ML Safety Scholars

This summer I took part in ML Safety Scholars with online courses from MIT and the University of Michigan as well as a newly designed Introduction to ML Safety. The program introduces students to the fundamentals of deep learning and ML safety. This program run by the Center for AI Safety was designed by Dan Hendrycks. The final project was yet another MNIST classifier but this time with as many safe features as possible. It lasted for about 10 weeks which I mixed with my relocation to Turkey therefore it took me some effort to finish it in time.

What I might have done another way to better finish this program is to deepen my knowledge in mathematics (probability theory, information theory, multivariable calculus) because to understand such things as entropy, various probability distributions, to implement backpropagation, etc. we need a ready-to-use knowledge and while in the middle of battle to finish some task when time runs out it is harder. So it seems it is better to use spaced repetition rather than massed practice (see the Make it stick book by Brown et al.).

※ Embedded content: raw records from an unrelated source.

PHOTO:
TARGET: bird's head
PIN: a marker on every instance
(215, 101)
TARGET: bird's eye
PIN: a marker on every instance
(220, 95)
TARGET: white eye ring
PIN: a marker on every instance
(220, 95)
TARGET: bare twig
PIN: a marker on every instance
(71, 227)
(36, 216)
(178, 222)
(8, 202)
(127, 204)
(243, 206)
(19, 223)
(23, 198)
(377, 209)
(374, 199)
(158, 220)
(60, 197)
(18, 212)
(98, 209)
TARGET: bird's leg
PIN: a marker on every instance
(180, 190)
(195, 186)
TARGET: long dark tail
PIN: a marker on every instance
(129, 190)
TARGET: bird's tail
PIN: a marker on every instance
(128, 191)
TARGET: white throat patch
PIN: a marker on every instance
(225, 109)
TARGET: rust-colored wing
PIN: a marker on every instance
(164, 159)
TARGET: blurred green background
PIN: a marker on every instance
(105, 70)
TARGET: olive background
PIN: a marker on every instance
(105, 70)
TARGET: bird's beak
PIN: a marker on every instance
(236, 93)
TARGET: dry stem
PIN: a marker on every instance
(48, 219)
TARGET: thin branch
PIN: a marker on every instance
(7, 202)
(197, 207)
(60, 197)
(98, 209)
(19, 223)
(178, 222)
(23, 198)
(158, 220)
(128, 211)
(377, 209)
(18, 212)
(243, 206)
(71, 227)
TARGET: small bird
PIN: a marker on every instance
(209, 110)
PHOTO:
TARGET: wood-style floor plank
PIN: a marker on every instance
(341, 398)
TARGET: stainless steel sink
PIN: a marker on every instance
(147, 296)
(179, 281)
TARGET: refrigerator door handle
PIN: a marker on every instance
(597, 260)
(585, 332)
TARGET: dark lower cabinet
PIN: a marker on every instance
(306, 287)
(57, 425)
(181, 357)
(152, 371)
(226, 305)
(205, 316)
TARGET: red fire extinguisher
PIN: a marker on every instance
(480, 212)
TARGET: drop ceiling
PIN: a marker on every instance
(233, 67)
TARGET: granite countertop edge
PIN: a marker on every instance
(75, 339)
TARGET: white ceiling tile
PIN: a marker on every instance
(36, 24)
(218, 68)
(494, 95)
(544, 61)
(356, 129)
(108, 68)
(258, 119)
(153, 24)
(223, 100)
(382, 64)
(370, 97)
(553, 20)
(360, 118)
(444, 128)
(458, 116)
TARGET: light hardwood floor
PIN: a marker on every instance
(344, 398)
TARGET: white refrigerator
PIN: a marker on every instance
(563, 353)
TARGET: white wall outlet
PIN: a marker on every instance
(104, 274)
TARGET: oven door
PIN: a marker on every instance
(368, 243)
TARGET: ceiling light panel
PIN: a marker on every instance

This program is like a bootcamp for ML safety field. It won’t teach you how to make a state-of-the-art models but will introduce to the latest concepts in ML safety. The first part on ML wasn’t new for me because I finished the ML intro course before and also did the FastAI course, i.e. first 2 weeks. But then the DL for CV and ML Safety parts were completely new for me. The hardest part perhaps is the last one as those concepts are built on the previous and targets specific areas. The final project was fun to make because it was reiterating most of the material we learnt but with the aim to synthesis, to connect all these methods and techniques together.

The picture in the header shows the calibration of one of the models we could train.